FEMA, in coordination with the Federal Communications Commission, will conduct a nationwide test of the Emergency Alert System (EAS) and Wireless Emergency Alerts (WEA) this fall. The national test will consist of two portions, testing WEA and EAS capabilities. Both tests are scheduled to begin at approximately 2:20 p.m. ET on Wednesday, October 4, 2023.

 

 

FEMA and FCC Plan Nationwide Emergency Alert Test Sending Messages to all TVs, Radios and Cell Phones | Wednesday, October 4, 2023

 

 

FEMA, in coordination with the Federal Communications Commission, will conduct a nationwide test of the Emergency Alert System (EAS) and Wireless Emergency Alerts (WEA) this fall. The national test will consist of two portions, testing WEA and EAS capabilities. Both tests are scheduled to begin at approximately 2:20 p.m. ET on Wednesday, October 4, 2023.

 

 

On Wednesday, Oct. 4 at 2:20 p.m. EDT, every TV, radio and cellphone in the United States should blare out the distinctive, jarring electronic warning tone of an emergency alert.

It's a test – only a test.

Officially, the trial is called the Nationwide Emergency Alert Test. You know it's a test and not an actual emergency because it's accompanied by an explanation of the test.

 

What is the emergency alert test? How does it work?
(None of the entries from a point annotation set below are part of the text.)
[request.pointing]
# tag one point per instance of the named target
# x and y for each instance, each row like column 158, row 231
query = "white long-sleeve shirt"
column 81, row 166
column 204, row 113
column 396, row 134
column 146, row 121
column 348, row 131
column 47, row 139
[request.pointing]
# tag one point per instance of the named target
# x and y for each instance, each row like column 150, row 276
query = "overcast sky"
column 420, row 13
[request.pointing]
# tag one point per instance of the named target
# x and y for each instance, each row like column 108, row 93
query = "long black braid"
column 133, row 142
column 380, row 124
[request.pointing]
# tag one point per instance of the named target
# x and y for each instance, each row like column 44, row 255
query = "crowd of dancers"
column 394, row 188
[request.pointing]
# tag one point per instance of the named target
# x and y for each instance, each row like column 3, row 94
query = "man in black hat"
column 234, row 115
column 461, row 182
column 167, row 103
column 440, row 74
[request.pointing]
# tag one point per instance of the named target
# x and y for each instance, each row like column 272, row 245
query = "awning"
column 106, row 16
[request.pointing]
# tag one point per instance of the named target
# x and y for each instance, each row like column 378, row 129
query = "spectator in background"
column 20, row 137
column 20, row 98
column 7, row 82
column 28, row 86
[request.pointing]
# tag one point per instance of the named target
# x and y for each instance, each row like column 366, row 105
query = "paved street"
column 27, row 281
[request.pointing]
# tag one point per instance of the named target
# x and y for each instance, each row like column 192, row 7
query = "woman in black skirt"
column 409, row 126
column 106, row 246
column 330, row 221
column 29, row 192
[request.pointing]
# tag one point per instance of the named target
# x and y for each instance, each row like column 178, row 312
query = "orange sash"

The national test consists of two parts, which occur in conjunction with one another, in order to test the Emergency Alert System and the Wireless Emergency Alerts, according to FEMA.
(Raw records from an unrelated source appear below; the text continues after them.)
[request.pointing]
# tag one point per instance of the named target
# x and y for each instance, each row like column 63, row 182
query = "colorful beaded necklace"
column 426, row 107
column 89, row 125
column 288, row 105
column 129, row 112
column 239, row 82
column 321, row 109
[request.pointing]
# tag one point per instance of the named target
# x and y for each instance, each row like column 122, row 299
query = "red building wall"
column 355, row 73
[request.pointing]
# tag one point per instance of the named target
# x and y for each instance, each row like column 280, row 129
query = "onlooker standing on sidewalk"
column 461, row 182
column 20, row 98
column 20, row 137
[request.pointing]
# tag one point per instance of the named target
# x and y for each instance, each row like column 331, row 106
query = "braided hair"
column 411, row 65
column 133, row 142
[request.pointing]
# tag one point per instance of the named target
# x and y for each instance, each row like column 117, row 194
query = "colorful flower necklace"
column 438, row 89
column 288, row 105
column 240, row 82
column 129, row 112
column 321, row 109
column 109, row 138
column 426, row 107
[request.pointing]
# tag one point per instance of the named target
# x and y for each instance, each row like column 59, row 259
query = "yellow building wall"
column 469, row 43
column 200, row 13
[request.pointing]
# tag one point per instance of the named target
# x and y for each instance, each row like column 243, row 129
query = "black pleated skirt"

The WEA will be directed to all cellphones, while the EAS will notify all radio and television broadcasters, cable systems, satellite radio and television providers and wireline video providers.

 

What will the emergency alert test message say?
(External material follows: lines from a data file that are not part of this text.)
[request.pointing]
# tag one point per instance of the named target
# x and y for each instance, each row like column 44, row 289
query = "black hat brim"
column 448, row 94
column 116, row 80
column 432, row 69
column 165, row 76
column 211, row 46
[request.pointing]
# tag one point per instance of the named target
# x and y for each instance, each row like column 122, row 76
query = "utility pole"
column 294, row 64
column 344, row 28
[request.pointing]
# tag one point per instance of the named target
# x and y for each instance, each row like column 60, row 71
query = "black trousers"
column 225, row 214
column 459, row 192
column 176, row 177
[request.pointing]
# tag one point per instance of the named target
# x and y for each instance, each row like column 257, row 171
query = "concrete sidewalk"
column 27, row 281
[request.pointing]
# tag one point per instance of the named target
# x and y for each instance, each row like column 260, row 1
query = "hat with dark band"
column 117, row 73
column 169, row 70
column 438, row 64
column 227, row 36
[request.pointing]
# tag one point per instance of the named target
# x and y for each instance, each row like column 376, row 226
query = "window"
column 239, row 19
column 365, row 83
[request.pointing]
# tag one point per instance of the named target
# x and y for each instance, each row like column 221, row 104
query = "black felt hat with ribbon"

All across the United States, broadcast TV shows and radio will be interrupted as the emergency message goes out. That message will say:

“This is a nationwide test of the Emergency Alert System, issued by the Federal Emergency Management Agency, covering the United States from 14:20 to 14:50 hours ET. This is only a test. No action is required by the public."

Cellphones will get the warning as a tone, a vibration and as a text message:

“THIS IS A TEST of the National Wireless Emergency Alert System. No action is needed.”

 

The only ways to avoid your phone ringing from FEMA's alert if you're not in the middle of a call is to power it off or switch it into airplane mode before the alert rolls out. Switching your phone to silent mode will not stop you from receiving the alert.

If you're in class, a meeting, or another space you don't want to disrupt, you should switch it off from at least 2 p.m. ET to 3 p.m. ET. Otherwise, it will ring with FEMA's alert.